Molybdenum-Catalyzed Perchlorate Reduction: Robustness, Challenges, and Solutions

We have recently developed a highly active ligandenabled (L)Mo-Pd/C catalyst (L = 4,4 '-diamino-2,2 '-bipyridine) for aqueous perchlorate (ClO4-) reduction with 1 atm H-2 at room temperature. This study reports on a series of satisfactory properties of this catalyst closely relevant to ClO4- treatment in waste brines resulting from ion-exchange resin regeneration.
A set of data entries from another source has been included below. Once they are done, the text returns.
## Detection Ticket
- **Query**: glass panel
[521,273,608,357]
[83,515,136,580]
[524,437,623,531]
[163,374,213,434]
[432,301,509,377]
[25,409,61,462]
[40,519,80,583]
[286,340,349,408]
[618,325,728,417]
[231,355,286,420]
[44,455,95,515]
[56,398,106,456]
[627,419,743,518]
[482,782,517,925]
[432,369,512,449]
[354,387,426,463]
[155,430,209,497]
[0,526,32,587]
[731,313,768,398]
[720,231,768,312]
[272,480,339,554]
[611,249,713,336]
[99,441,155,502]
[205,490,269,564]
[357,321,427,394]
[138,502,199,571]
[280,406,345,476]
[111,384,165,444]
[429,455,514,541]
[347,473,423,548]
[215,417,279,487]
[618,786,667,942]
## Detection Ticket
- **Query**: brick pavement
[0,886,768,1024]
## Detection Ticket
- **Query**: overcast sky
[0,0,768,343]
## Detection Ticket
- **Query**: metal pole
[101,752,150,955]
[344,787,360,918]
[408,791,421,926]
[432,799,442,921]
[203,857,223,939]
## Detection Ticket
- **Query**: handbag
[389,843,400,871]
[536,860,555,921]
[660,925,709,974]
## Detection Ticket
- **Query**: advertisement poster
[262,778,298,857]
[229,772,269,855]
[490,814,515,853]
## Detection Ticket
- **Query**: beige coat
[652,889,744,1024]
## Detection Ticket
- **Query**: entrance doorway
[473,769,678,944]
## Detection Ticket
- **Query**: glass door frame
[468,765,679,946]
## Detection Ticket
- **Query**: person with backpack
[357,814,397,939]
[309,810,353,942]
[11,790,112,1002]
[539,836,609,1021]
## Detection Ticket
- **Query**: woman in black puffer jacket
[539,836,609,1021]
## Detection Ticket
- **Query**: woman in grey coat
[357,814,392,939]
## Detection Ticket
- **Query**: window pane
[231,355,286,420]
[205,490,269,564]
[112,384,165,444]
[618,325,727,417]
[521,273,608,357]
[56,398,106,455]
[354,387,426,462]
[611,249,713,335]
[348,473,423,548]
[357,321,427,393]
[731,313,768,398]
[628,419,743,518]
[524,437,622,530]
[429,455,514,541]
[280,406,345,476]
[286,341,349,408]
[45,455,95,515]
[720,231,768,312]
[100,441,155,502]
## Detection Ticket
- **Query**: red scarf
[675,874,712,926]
In the presence of concentrated salts and humic acid, the catalyst experienced limited inhibition but completed ClO4- reduction in a few hours with an adjustable loading between 0.2 and 2 g/L. The catalyst was not deactivated by the high oxidative stress from multiple spikes of 100 mM ClO4-. The challenge of deactivation by nitrate was solved by pretreating the brine with In-Pd/Al2O3. The loss of activity upon ligand hydrogenation was overcome by regenerating the Pd/C at pH 12. We also optimized the catalyst formulation and saved 70% of Pd without sacrificing the activity. The substantially enhanced performance and lowered adverse environmental impacts of (L)Mo-Pd/C make the catalytic treatment competitive to microbial reactors for ClO4- reduction. We showcase the power of coordination chemistry in environmental technology innovation and expect this catalyst to promote the reuse of ClO4--selective resins for sustainable water treatment.